Despite my convictions, I am still haunted by the figure known as Gabriel’s horn. As its name implies, it is a trumpet-shaped figure, formed by wrapping the most basic of hyperbolic curves around the x-axis. Though the two sides of the horn grow endlessly closer over time, they never actually touch. If one calculates this figure’s volume, they’ll find that it can only contain a finite amount of space; should they calculate its surface area, however, they’ll find that it is infinite. Such a thing cannot be; no sculptor could ever craft such an object, and even if they could, the coarseness of reality would cause it to break down before it reached a single atom’s width. As such, the concepts from which Gabriel’s horn is crafted are nothing more than artifacts of the language, and seem to have no place in the universe beyond the brain-
-yet the brain is all the space that the horn needs to haunt me.

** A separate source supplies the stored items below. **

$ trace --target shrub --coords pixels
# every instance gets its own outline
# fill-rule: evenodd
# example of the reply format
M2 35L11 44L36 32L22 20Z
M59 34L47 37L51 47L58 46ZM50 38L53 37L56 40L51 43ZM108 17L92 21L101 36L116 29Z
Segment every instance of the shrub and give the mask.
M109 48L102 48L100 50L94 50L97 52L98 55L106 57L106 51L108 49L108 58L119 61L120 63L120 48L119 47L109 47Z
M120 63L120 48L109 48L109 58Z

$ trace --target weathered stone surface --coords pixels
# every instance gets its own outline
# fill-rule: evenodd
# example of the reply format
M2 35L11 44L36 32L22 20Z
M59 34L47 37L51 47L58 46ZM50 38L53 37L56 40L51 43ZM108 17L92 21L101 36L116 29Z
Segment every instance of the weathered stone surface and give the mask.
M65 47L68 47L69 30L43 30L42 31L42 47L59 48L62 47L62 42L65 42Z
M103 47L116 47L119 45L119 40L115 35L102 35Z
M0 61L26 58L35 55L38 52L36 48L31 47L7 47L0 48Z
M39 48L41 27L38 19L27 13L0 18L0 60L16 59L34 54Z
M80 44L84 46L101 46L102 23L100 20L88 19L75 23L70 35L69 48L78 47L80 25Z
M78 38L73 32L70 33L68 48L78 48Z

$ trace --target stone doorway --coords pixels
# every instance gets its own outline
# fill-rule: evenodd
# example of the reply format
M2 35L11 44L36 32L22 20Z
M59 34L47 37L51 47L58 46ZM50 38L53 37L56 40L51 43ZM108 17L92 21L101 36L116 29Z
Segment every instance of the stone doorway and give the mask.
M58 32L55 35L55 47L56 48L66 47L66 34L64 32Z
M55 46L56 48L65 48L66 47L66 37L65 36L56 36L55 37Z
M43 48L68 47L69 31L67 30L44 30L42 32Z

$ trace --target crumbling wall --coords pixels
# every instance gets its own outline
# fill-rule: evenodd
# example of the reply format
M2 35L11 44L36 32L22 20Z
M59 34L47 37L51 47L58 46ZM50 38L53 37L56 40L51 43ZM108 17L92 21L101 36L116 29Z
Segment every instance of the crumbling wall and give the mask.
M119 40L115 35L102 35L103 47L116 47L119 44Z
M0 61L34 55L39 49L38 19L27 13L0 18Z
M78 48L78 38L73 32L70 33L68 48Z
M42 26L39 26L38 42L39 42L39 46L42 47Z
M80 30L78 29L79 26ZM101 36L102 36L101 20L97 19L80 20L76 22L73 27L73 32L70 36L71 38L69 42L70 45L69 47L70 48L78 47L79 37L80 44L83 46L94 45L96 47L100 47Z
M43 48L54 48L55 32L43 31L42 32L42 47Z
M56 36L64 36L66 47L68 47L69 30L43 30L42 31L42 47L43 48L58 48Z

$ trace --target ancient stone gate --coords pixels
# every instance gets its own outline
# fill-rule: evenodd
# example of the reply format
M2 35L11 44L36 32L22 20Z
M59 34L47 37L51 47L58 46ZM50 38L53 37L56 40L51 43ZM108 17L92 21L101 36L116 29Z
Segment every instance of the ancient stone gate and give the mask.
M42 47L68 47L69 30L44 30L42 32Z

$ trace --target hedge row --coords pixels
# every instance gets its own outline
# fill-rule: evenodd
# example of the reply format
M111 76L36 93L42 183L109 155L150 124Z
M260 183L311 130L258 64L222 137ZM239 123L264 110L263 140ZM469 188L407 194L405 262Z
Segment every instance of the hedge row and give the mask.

In the worst of my nightmares, I am already dead. Though I have been cremated, I can still somehow feel- I am a fluid of warm ashes being poured into an urn. I cannot see this urn for myself, yet I know that the sculptor’s work is godlike in its perfection. His hands have followed the most basic hyperbolic curve along the whole height of the vase, which in truth, has no bottom of its own. There is just enough volume inside to hold my remains, yet its surface area is infinite. Because of this, there is just enough room inside for my ashes, yet there is always further distance for them to fall. As they sink ever downward into the urn’s depths, I can feel myself sliding further and further apart.
I cry out to God to save me, and my voice echoes throughout the hyperbolic darkness. No matter how loudly I call out to Him, He cannot understand me, for I do not speak His language.